Dr. Khorana urged clinicians to talk to patients about the risk for VTE related to chemotherapy and cancer, and the warning signs and symptoms. Oncologists are good at talking about hair loss, neutropenia, and other adverse effects of treatment, he said, "but we are not as good at talking about venous thromboembolism."

Telling cancer patients that they are at increased risk for VTE is "crucial," according to the American Society of Clinical Oncology clinical practice guidelines on VTE prophylaxis and treatment in patients with cancer, which were recently updated. Dr. Lyman was cochair of the guidelines panel.

Bleeding Complications Also Analyzed

The authors also reviewed major bleeding in chemotherapy patients, and found that rates were higher in patients who developed VTE than in those who did not. The rate of major bleeding complications was "high" in patients in who developed VTE at 3.5 months (11.0%) and at 12 months (19.8%).

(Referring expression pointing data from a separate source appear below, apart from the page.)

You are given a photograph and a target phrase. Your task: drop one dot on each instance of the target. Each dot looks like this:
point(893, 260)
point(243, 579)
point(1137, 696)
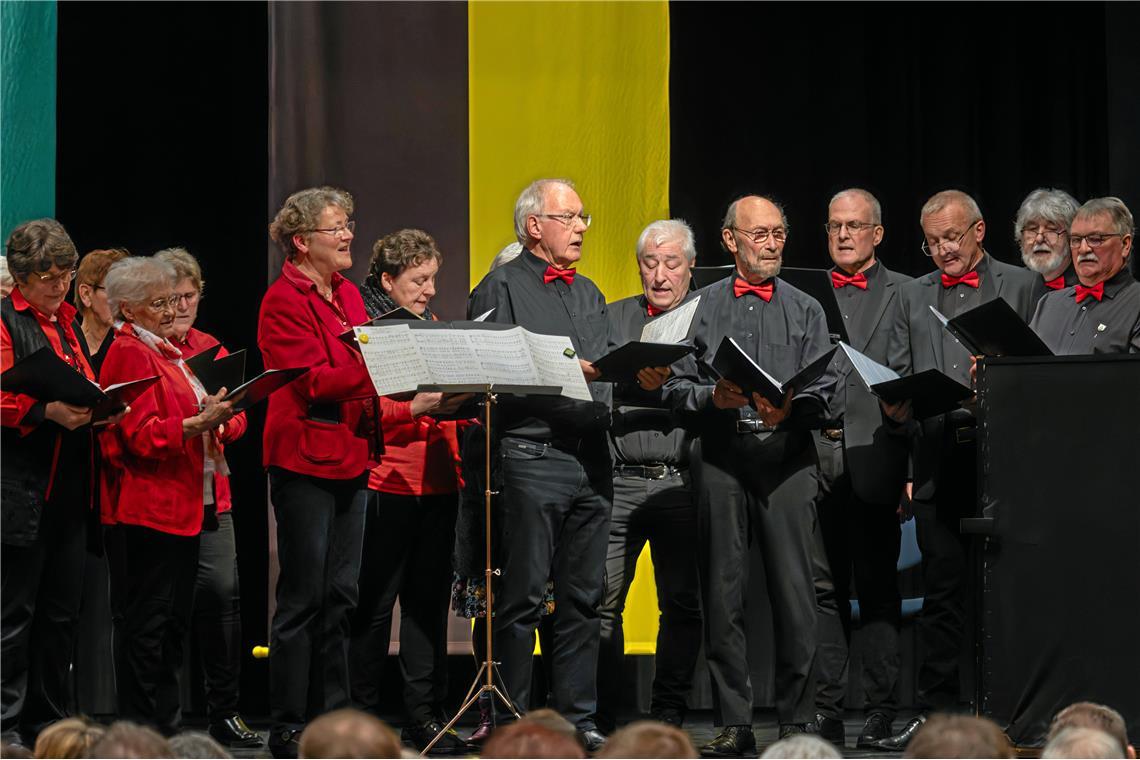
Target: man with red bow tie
point(862, 471)
point(1100, 313)
point(755, 470)
point(944, 463)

The authors point out that the use of preventive anticoagulant treatment in the cohort was very low, at approximately 5% or 6%. However, they do not believe that the bleeding rates in patients with VTEs were a consequence of anticoagulant use.

"Although there is concern regarding the risk for bleeding with anticoagulants, studies of VTE prophylaxis with low-molecular-weight heparins, and most recently with the ultra-LMWH semuloparin, have not shown a significant increase in major bleeding rates compared with placebo," they write.

The writing of the study was supported by Sanofi. Some of the study authors are employees of Sanofi or have financial ties to the company.